As AI models grow larger, their energy consumption continues to soar projected to reach 3 percent of global electricity usage in five years. To tackle this challenge, researchers are turning to organoid intelligence, a new field that uses lab-grown brain cells to create energy-efficient computing systems. Scientists like David Gracias at Johns Hopkins University are developing biochips that combine living neural organoids with advanced hardware, aiming to mimic the brain’s dense 3D connectivity that far surpasses traditional silicon chips.

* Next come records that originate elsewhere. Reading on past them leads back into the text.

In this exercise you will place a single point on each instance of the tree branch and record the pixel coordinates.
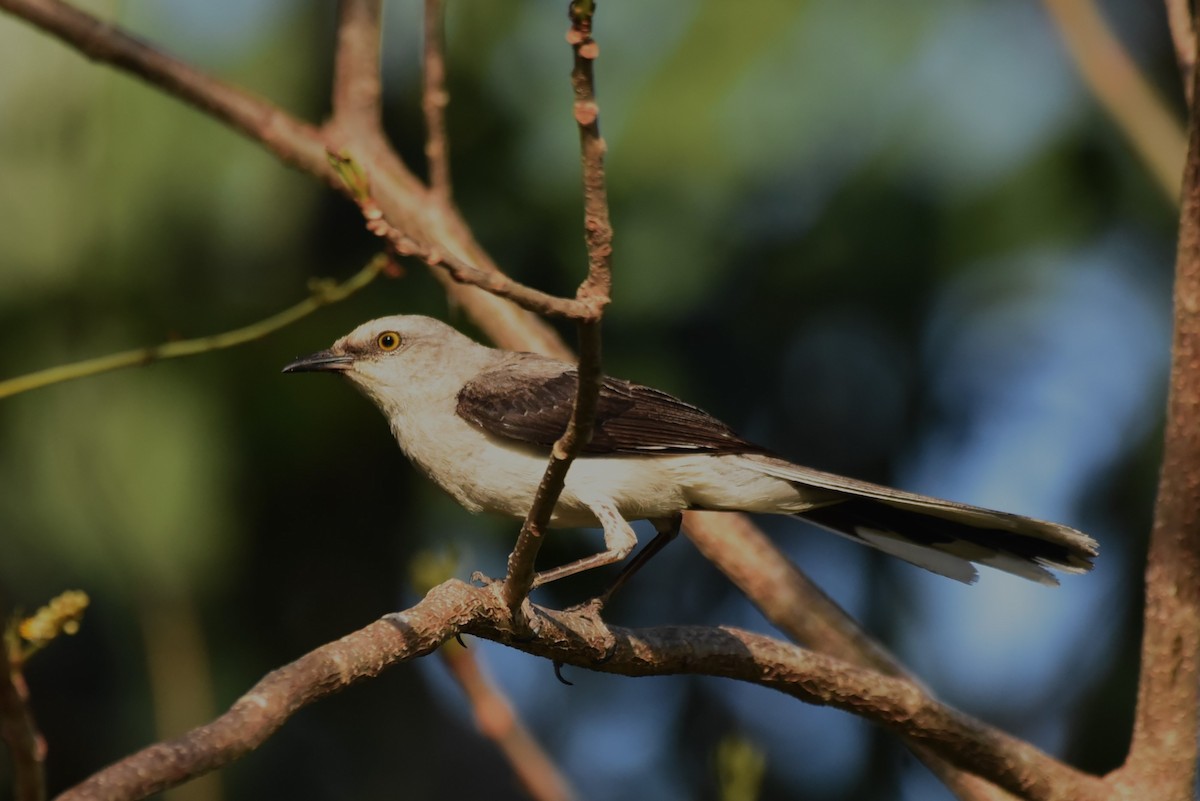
(801, 609)
(322, 293)
(499, 723)
(1129, 100)
(402, 200)
(435, 100)
(593, 295)
(18, 729)
(1163, 754)
(581, 639)
(1183, 35)
(357, 80)
(295, 143)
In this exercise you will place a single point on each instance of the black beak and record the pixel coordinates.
(323, 361)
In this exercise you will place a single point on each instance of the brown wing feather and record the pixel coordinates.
(529, 399)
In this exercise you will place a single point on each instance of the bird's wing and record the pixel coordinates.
(529, 399)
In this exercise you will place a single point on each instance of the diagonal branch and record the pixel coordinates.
(809, 616)
(400, 197)
(1125, 92)
(294, 142)
(322, 294)
(579, 638)
(357, 80)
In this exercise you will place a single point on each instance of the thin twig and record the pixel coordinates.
(594, 294)
(1163, 753)
(579, 638)
(1125, 92)
(462, 271)
(1183, 35)
(435, 98)
(499, 723)
(579, 431)
(18, 730)
(357, 82)
(323, 293)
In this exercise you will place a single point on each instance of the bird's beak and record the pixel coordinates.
(321, 362)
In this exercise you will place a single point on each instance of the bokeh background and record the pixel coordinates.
(897, 240)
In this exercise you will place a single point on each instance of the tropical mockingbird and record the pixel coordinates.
(480, 423)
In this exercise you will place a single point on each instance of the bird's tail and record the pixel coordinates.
(939, 535)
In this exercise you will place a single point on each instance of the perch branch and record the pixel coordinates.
(579, 638)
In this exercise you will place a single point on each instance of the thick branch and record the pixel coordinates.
(1162, 757)
(809, 616)
(581, 639)
(357, 82)
(1183, 36)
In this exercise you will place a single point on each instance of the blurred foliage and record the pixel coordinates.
(894, 240)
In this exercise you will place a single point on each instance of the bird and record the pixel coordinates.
(480, 423)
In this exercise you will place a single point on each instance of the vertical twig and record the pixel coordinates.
(357, 82)
(597, 227)
(593, 294)
(499, 723)
(1183, 35)
(27, 748)
(1163, 753)
(435, 98)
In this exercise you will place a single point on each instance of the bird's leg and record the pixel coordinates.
(667, 529)
(618, 541)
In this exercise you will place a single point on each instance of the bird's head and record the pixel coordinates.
(390, 357)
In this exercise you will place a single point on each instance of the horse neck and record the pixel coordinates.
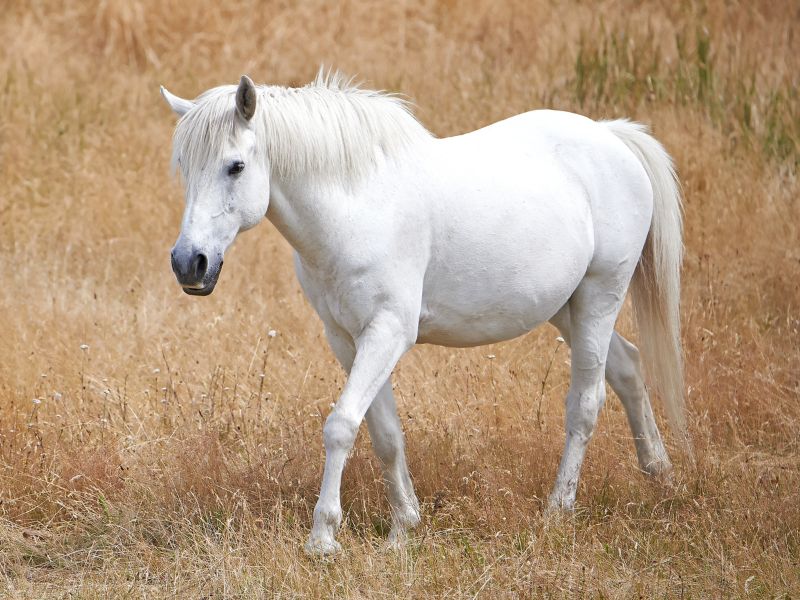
(303, 210)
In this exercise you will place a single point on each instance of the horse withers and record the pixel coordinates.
(402, 238)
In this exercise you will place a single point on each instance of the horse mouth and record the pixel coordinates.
(203, 291)
(205, 287)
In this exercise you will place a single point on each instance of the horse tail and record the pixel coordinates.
(656, 282)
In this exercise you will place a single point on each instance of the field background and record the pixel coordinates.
(156, 445)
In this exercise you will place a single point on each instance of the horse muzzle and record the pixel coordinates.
(196, 274)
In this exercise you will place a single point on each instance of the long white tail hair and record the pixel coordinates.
(656, 283)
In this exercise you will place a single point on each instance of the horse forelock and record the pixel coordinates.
(329, 128)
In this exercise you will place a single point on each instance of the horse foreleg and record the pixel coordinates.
(387, 439)
(377, 350)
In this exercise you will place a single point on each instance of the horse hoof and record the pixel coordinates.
(322, 548)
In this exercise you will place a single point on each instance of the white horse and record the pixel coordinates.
(401, 238)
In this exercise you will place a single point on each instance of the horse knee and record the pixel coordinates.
(339, 432)
(624, 373)
(582, 411)
(388, 445)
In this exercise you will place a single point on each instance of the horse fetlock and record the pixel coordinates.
(321, 545)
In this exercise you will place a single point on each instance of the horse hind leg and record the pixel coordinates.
(624, 375)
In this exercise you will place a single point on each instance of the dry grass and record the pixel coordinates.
(180, 453)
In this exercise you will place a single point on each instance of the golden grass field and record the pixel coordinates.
(156, 445)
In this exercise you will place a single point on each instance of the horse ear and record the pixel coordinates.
(178, 105)
(246, 98)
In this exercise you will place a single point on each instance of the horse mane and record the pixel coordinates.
(329, 127)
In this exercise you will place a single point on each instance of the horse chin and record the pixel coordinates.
(207, 287)
(203, 291)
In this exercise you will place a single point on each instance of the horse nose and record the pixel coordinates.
(199, 266)
(191, 269)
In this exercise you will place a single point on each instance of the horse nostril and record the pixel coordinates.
(200, 267)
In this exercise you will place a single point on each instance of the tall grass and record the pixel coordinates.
(179, 452)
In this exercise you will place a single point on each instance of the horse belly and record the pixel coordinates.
(501, 280)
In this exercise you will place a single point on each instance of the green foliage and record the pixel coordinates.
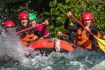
(58, 9)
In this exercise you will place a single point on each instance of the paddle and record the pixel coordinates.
(27, 29)
(101, 42)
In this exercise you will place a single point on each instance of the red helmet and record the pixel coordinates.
(87, 15)
(23, 15)
(9, 23)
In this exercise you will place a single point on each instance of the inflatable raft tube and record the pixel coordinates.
(50, 43)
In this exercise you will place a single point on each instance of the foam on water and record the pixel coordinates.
(80, 59)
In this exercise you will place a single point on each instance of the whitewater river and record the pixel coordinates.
(12, 57)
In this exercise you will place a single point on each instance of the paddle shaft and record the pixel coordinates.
(82, 25)
(27, 29)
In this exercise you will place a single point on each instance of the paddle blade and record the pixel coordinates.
(101, 43)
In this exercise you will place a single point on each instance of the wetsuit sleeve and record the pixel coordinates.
(40, 33)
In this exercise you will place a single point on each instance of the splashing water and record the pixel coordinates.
(12, 57)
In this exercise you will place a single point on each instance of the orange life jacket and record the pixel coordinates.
(83, 40)
(28, 38)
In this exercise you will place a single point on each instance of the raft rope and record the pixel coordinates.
(57, 44)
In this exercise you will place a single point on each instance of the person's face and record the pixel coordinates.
(24, 22)
(33, 23)
(87, 22)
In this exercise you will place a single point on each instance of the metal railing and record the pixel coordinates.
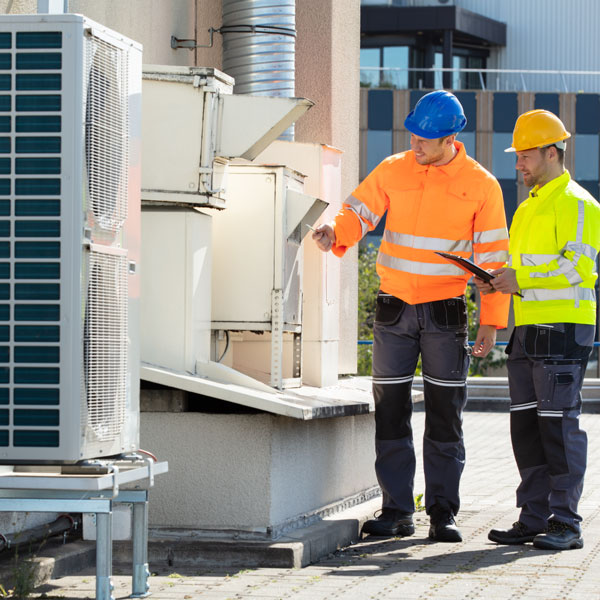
(520, 80)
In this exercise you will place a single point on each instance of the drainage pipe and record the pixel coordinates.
(61, 525)
(259, 45)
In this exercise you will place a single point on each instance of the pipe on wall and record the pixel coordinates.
(259, 45)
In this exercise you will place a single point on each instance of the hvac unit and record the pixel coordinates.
(192, 125)
(69, 239)
(257, 266)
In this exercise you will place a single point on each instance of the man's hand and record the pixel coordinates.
(324, 236)
(505, 281)
(484, 287)
(486, 338)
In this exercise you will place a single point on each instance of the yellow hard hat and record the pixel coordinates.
(536, 129)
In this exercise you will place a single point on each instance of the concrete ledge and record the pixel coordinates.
(294, 550)
(54, 559)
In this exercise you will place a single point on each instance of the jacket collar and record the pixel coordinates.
(548, 189)
(450, 168)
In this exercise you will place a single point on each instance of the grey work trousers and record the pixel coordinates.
(437, 331)
(546, 366)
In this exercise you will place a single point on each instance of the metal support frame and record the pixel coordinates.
(277, 339)
(33, 493)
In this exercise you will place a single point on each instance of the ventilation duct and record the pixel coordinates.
(259, 42)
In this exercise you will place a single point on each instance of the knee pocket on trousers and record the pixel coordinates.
(449, 314)
(388, 309)
(560, 384)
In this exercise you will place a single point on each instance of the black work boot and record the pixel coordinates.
(389, 523)
(443, 527)
(517, 534)
(558, 536)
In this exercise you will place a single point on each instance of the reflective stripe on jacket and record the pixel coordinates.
(554, 241)
(455, 208)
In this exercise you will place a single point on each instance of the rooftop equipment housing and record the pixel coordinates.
(69, 239)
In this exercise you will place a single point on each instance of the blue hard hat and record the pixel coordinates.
(436, 115)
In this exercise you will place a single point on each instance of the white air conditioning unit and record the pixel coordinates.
(70, 102)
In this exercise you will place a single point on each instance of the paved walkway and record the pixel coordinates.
(415, 568)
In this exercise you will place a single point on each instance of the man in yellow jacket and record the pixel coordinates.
(554, 242)
(435, 198)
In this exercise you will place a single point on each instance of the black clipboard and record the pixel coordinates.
(468, 265)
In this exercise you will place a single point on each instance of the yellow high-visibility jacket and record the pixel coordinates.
(554, 242)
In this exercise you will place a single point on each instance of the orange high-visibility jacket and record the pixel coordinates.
(455, 208)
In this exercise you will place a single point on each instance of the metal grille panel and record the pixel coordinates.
(105, 344)
(106, 127)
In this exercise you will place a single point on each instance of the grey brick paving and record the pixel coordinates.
(415, 568)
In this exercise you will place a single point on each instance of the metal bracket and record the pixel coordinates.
(177, 43)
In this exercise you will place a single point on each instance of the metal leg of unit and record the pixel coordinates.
(277, 339)
(104, 586)
(297, 355)
(140, 586)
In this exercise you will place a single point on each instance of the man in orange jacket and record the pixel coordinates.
(437, 199)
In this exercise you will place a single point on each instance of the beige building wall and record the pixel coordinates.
(327, 72)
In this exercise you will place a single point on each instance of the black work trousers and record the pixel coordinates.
(546, 366)
(436, 331)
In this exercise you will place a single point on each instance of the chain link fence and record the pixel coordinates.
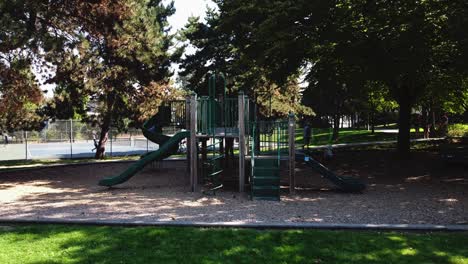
(69, 139)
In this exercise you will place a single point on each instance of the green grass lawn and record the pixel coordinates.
(88, 244)
(12, 164)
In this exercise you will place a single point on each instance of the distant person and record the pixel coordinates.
(444, 124)
(328, 153)
(417, 124)
(307, 135)
(95, 140)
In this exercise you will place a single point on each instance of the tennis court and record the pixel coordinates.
(77, 149)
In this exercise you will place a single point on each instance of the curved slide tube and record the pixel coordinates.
(163, 152)
(167, 147)
(344, 183)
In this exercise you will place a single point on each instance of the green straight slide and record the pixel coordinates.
(167, 147)
(344, 183)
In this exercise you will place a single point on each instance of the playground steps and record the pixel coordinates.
(266, 180)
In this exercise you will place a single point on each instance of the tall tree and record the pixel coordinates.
(216, 52)
(399, 43)
(117, 57)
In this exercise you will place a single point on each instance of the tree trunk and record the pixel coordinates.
(105, 127)
(404, 123)
(336, 127)
(101, 147)
(424, 121)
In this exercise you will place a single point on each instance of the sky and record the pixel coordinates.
(187, 8)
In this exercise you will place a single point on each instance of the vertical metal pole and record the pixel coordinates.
(292, 153)
(71, 138)
(110, 137)
(193, 144)
(187, 126)
(25, 135)
(241, 142)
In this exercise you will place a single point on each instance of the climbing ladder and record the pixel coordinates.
(213, 165)
(268, 144)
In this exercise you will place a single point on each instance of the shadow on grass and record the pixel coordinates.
(74, 244)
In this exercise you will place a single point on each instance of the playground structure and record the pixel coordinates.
(211, 125)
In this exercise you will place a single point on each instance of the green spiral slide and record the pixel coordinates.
(344, 183)
(167, 147)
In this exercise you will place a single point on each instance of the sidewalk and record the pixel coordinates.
(341, 145)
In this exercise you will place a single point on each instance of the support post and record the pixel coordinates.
(193, 144)
(241, 142)
(25, 136)
(292, 153)
(187, 126)
(71, 138)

Gracias’s team built a 3D EEG shell that wraps around organoids, allowing more natural stimulation and recording of neural activity. Using reinforcement learning electrical pulses paired with dopamine rewards organoids can learn patterns and control devices such as miniature robot cars. This opens possibilities for robotics, prosthetics, disease modeling, and drug testing using organoids that mimic conditions like Parkinson’s disease.
However, major obstacles remain: biochips require constant care, suffer from signal noise, and depend on bulky lab systems. Companies like FinalSpark envision future bioservers built on living neurons, but scaling, programming neurons, and securing funding remain difficult. Still, researchers believe brain-like chips could eventually offer powerful, ultra-efficient alternatives to today’s silicon-based AI systems.